En Lituanie, M. Erdoğan a obtenu satisfaction. Alors qu’il n’y était pas invité, M. Charles Michel, le président du Conseil européen, s’est déplacé pour le sommet et, de sa rencontre avec le président turc a fusé la promesse d’une « redynamisation » des relations entre les Vingt-Sept et la Turquie. Une victoire diplomatique en trompe-l’œil pour le reis. Rien ne lui assure que son pays fera un jour son entrée dans l’Union, alors qu’il fait antichambre depuis 1999. D’abord, en raison d’un obstacle que la Commission européenne se garde bien d’évoquer : aujourd’hui comme au début des années 2000, les populations demeurent hostiles à l’idée d’accueillir un pays musulman de 85 millions d’habitants. Plusieurs États, dont la France et l’Allemagne, ont d’ailleurs pensé à un référendum pour entériner une éventuelle adhésion. « La Turquie ne doit pas devenir un membre de l’Union européenne », déclarait ainsi l’ex-chancelière allemande Angela Merkel, le 24 septembre 2017 (1).
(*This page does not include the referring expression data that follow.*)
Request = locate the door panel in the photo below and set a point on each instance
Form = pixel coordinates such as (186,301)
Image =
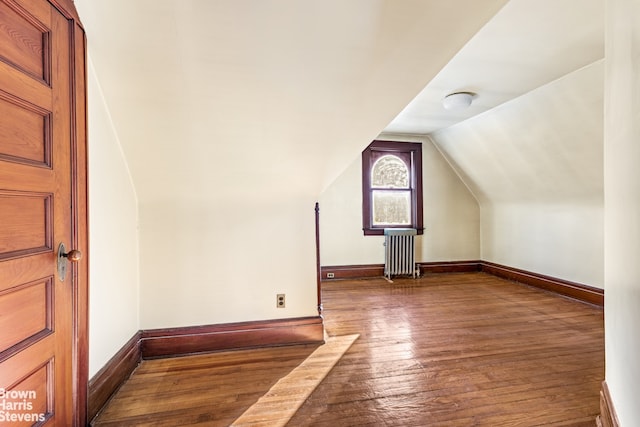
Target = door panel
(36,306)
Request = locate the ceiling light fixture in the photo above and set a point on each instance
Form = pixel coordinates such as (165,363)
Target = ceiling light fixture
(457,100)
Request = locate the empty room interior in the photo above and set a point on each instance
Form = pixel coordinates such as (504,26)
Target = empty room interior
(225,181)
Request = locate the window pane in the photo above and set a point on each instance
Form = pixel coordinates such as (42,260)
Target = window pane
(390,172)
(391,207)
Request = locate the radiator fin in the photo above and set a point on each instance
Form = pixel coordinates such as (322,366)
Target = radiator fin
(399,252)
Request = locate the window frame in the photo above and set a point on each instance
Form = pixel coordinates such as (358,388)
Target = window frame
(411,151)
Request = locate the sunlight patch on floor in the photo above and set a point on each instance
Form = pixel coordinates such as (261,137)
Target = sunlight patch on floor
(282,401)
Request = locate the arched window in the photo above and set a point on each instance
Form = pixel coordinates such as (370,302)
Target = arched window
(391,186)
(390,192)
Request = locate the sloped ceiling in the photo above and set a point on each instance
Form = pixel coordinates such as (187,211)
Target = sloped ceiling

Ensuite, parce que les relations diplomatiques entre la Turquie et les Européens sont désormais marquées du sceau de la confrontation. À la vieille pomme de discorde que constitue le soutien d’Ankara à l’autoproclamée République turque de Chypre du Nord (RTCN) s’ajoutent des positions antagonistes dans les conflits en Syrie, en Libye, en Ukraine et dans le Haut-Karabakh. En Méditerranée orientale, la marine de guerre turque protège des forages gaziers jugés illégaux par Chypre, la Grèce et la France. Le gouvernement d’Ankara instrumentalise aussi la question des migrants qui tentent de rejoindre l’Europe via les côtes grecques ou bulgares en réclamant, comme en 2016, une aide financière pour les retenir ou en menaçant d’« ouvrir les portes » au gré des tensions avec telle ou telle capitale européenne.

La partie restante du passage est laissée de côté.